In 1989, shortly before retiring, she attended a Growing Old Disgracefully (GOD) course, where she co-founded the Hen Coop, a group that aimed to inspire women to challenge conventional views of ageing. In 1993, with Madeleine Levius, she formed a national GOD network and the group published several books, sharing life stories and wisdom on ageing.
After the publication of research on senior co-housing models, Shirley and five other women formed Older Women’s Co-Housing (OWCH) in 1998. The group expanded and started to develop its ethos.

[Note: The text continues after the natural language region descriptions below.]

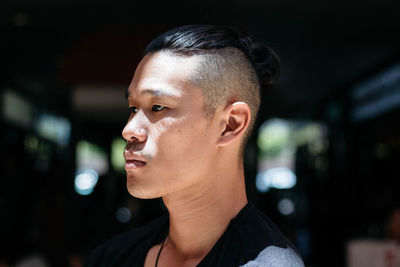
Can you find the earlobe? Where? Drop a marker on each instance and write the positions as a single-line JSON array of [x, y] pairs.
[[236, 121]]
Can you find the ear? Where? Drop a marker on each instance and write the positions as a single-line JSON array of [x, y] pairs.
[[236, 120]]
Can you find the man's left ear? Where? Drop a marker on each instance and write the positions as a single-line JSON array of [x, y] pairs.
[[236, 120]]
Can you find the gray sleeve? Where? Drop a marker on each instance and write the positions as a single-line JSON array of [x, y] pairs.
[[276, 257]]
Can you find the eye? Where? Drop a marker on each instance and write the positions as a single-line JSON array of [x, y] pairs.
[[133, 109], [157, 108]]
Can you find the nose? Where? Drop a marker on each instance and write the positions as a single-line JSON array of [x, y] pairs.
[[135, 130]]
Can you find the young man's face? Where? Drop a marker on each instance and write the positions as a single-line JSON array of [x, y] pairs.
[[171, 142]]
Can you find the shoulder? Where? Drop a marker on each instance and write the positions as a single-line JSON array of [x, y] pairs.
[[276, 257], [120, 246], [262, 242]]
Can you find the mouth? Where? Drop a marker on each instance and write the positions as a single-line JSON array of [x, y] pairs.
[[134, 164]]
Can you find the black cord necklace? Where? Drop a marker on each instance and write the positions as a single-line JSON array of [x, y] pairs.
[[159, 252]]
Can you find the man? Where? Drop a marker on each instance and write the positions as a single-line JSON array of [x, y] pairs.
[[194, 98]]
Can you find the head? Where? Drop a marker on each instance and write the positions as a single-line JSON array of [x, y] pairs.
[[195, 93]]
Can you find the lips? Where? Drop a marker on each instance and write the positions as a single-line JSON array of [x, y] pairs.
[[133, 161], [134, 164]]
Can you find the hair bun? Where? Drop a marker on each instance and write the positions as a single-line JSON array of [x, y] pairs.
[[265, 61]]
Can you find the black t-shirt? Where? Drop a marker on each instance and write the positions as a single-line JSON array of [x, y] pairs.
[[251, 240]]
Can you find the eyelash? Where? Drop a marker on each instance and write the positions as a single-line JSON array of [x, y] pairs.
[[154, 108]]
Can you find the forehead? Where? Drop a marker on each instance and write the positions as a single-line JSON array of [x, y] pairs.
[[164, 73]]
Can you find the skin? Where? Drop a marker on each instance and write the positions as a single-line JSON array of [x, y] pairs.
[[176, 152]]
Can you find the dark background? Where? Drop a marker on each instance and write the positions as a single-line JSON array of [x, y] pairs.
[[49, 51]]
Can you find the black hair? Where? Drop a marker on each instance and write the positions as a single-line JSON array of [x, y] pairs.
[[233, 64], [195, 39]]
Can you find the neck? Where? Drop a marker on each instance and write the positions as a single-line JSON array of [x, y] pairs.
[[199, 216]]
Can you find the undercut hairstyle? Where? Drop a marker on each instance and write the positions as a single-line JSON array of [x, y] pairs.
[[233, 67]]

So began the task of seeking funding and a site, acquiring planning permission, building a membership, negotiating with sceptical local authorities and collaborating with housing associations and architects. Overcoming these challenges, residents moved triumphantly into New Ground, a co-housing community in Barnet, north London, in December 2016. Shirley enjoyed six years in her new home, attending current affairs, theatre and book groups as well as New Ground committees.
Shirley was born in Newington Green, north London, to Benjamin Lewis, a chief draughtsman at London Transport who worked with Harry Beck on the original London Underground map, and Pearl (nee Burzynska). Both sets of Shirley’s grandparents had migrated to the East End as Jewish refugees from Russian pogroms. Shirley and her older brother, Lionel, spent their childhood in north London.
Leaving the North London Collegiate school for girls at 17, Shirley learned shorthand and typing. She worked as a secretary in Fleet Street and later as a journalist in Grimsby, Scunthorpe, south Wales and Essex.
In 1951 Shirley married Sander Meredeen, a training manager in the iron and steel industry who later became a university lecturer and silversmith, then a personnel manager at the Ford Motor Company – and the pair lived in Lincolnshire, Wales and Essex as his career developed. They had two sons, Bruce and Clive.
After the couple divorced in 1978, Shirley held various student support roles in London colleges. By the age of 54, she had completed an Open University humanities degree and a counselling qualification.
Her last years were lively despite chronic arthritis. She continued to bake, travel, follow world events and participate in research on co-housing. She delighted in showing visitors the beautiful New Ground gardens. Even during lockdown, the sense of community continued and Shirley could be seen weight-lifting tins of soup on her balcony.
She is survived by Bruce and Clive, and her grandchildren – to whom she was known as Booba – Rachel, Jessica, Ben and Elena.